For slurm, Lambda’s offering is a more recent addition, and the onboarding process was fraught with issues. The initial setup process was cumbersome: ssh keys were not correctly provisioned on the cluster, the default home directory was not shared across nodes by default, requiring data to be moved manually. New user account creation is a headache, requiring workarounds like unsetting environment variables (XDG_DATA_HOME) to function correctly.
To their credit, once these initial hurdles were overcome, the cluster’s performance was strong. We observed expected allreduce, allgather and alltoall bandwidth on nccl-tests and were able to achieve full MFU on an example torchtitan training workloads. Lambda also provides some useful, albeit hard to find, tooling. For example, a welcome message (which was invisible in some SSH clients like Cursor or VSCode) contained custom instructions for a grafana-access command to quickly view performance metrics.
Lambda’s approach to reliability on the slurm cluster included a custom dcgm-status script, which can be run on-demand:
The script is also scheduled to run on a regular cadence in a low-priority, “preemptible” partition:
Source: our Lambda test cluster
Source: our Lambda test cluster
We were impressed by Lambda’s commitment to developing comprehensive active and passive health checks, and believe that they are well on their way to improving reliability challenges, and building the battle scars necessary to run NVL72 rack-scale systems at scale.
With that said, some of the access issues we encountered point to broader operational challenges at Lambda. Their cloud console (though not our cluster) experienced outages during our brief testing window.

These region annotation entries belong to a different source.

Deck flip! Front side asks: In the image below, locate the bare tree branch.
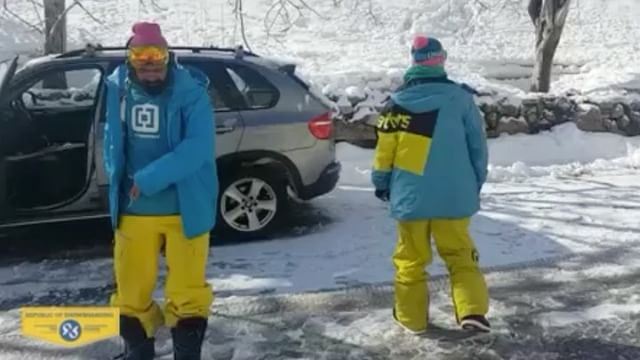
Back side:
[234,0,253,52]
[74,0,104,25]
[527,0,543,25]
[2,0,44,34]
[140,0,169,11]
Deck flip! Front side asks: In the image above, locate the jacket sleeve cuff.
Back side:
[133,171,158,196]
[371,170,391,190]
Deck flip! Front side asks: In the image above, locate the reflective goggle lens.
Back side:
[128,46,169,65]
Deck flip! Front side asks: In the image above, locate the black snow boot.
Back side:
[460,315,491,333]
[115,315,156,360]
[171,317,207,360]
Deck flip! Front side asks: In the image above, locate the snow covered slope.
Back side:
[0,0,640,98]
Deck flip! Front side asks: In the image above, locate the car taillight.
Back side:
[309,112,333,140]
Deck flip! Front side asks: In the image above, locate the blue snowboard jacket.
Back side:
[103,62,219,238]
[372,78,488,221]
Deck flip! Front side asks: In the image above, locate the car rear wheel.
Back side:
[218,169,288,239]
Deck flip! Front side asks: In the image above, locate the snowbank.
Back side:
[338,123,640,187]
[0,0,640,100]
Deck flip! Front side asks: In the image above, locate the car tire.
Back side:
[216,168,289,241]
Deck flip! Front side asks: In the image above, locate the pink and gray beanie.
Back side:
[411,35,447,67]
[127,22,169,47]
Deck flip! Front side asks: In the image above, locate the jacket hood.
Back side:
[391,83,464,112]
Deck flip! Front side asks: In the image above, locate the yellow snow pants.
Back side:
[110,216,213,336]
[393,218,489,331]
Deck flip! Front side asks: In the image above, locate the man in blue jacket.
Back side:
[104,23,218,360]
[372,36,490,333]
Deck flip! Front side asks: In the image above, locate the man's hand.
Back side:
[129,184,140,201]
[375,189,389,202]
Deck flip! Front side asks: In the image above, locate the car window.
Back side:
[181,59,245,112]
[21,69,102,110]
[226,65,279,110]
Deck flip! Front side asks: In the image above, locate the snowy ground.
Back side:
[0,0,640,97]
[0,125,640,360]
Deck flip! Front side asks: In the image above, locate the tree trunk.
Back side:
[42,0,67,89]
[529,0,571,92]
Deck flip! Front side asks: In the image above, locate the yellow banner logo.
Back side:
[20,307,120,347]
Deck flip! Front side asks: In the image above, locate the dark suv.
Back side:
[0,46,340,237]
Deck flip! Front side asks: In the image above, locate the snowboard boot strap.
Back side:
[171,317,207,360]
[115,315,156,360]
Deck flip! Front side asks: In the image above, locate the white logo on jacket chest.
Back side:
[131,104,160,135]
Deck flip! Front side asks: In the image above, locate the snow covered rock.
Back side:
[497,117,529,135]
[576,105,607,132]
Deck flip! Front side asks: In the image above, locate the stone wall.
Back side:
[332,89,640,146]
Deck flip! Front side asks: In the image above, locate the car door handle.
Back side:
[216,119,238,134]
[216,125,236,134]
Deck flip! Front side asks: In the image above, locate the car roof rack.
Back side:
[58,44,258,59]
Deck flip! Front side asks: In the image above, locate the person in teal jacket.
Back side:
[372,36,490,333]
[103,23,218,360]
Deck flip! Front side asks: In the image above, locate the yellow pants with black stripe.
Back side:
[110,216,213,336]
[393,218,489,331]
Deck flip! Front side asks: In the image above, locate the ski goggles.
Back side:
[127,46,169,67]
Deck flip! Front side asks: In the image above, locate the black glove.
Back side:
[375,189,389,202]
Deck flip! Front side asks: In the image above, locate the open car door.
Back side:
[0,56,18,223]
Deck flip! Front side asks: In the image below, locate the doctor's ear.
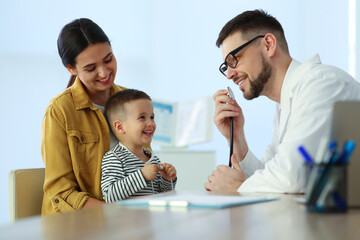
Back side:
[113,120,125,134]
[264,33,278,57]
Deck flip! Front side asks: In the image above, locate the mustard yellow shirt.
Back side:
[41,78,125,215]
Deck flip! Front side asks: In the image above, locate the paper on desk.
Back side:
[118,193,278,208]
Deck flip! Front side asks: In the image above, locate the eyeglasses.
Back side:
[219,35,265,77]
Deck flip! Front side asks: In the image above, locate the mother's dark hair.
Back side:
[57,18,110,87]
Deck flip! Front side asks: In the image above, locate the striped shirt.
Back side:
[101,142,175,202]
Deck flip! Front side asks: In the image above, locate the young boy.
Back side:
[101,89,176,202]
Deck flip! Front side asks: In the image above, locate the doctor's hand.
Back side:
[204,154,246,192]
[213,90,245,142]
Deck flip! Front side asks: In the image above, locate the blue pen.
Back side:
[308,141,338,206]
[337,140,356,164]
[298,146,314,163]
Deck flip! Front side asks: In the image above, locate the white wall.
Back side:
[0,0,349,224]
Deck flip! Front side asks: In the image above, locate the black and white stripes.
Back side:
[101,143,171,202]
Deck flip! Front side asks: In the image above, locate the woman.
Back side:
[41,18,125,214]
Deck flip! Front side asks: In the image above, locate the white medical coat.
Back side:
[238,55,360,193]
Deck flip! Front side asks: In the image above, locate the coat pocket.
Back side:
[67,129,101,173]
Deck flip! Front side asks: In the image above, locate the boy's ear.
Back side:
[66,64,77,76]
[114,120,125,134]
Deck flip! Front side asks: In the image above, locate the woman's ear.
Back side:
[114,120,125,134]
[66,64,77,76]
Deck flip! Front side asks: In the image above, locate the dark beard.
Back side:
[244,58,272,100]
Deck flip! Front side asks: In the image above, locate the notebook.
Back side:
[330,101,360,207]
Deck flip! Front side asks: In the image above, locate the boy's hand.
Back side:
[159,163,176,182]
[141,164,160,181]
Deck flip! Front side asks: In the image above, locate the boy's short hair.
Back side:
[105,89,151,131]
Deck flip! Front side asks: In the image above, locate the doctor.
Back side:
[204,10,360,193]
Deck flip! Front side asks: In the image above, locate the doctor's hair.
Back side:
[105,89,151,127]
[57,18,110,87]
[216,9,289,54]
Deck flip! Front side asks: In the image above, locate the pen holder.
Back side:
[305,163,347,212]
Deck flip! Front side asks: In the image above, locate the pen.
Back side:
[309,144,338,206]
[228,87,235,167]
[160,163,174,191]
[298,146,314,163]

Internally, there appears to be a general degree of disorganization. When asked about a true “cloud console” experience, Lambda acknowledged that the team’s background is primarily in traditional HPC cluster deployment, not building scalable, self-service cloud infrastructure. We encourage Lambda to truly focus on the cloud experience going forward as they simplify their portfolio and focus on their mslurm and mk8s offerings.
On the positive side, Lambda is actively working on improving its platform based on our feedback. They have a compliance team addressing SOC 2 Type II requirements for individual sites, and are working to implement both SHARP and InfiniBand security keys for multi-tenant isolation, following recent Nvidia recommendations (and, likely, the onboarding of Nvidia as a customer with a $1.5B contract). Their storage offerings primarily focus on VAST, with future S3-compatible offerings currently in development.
Overall, Lambda is a strong provider with deep hardware expertise, massive capacity, and big plans for the future. However, their public cloud product feels immature, and engaging with the team feels chaotic. We encourage Lambda to continue to work on translating their HPC hardware prowess into a stable, easy-to-use, and reliable cloud service.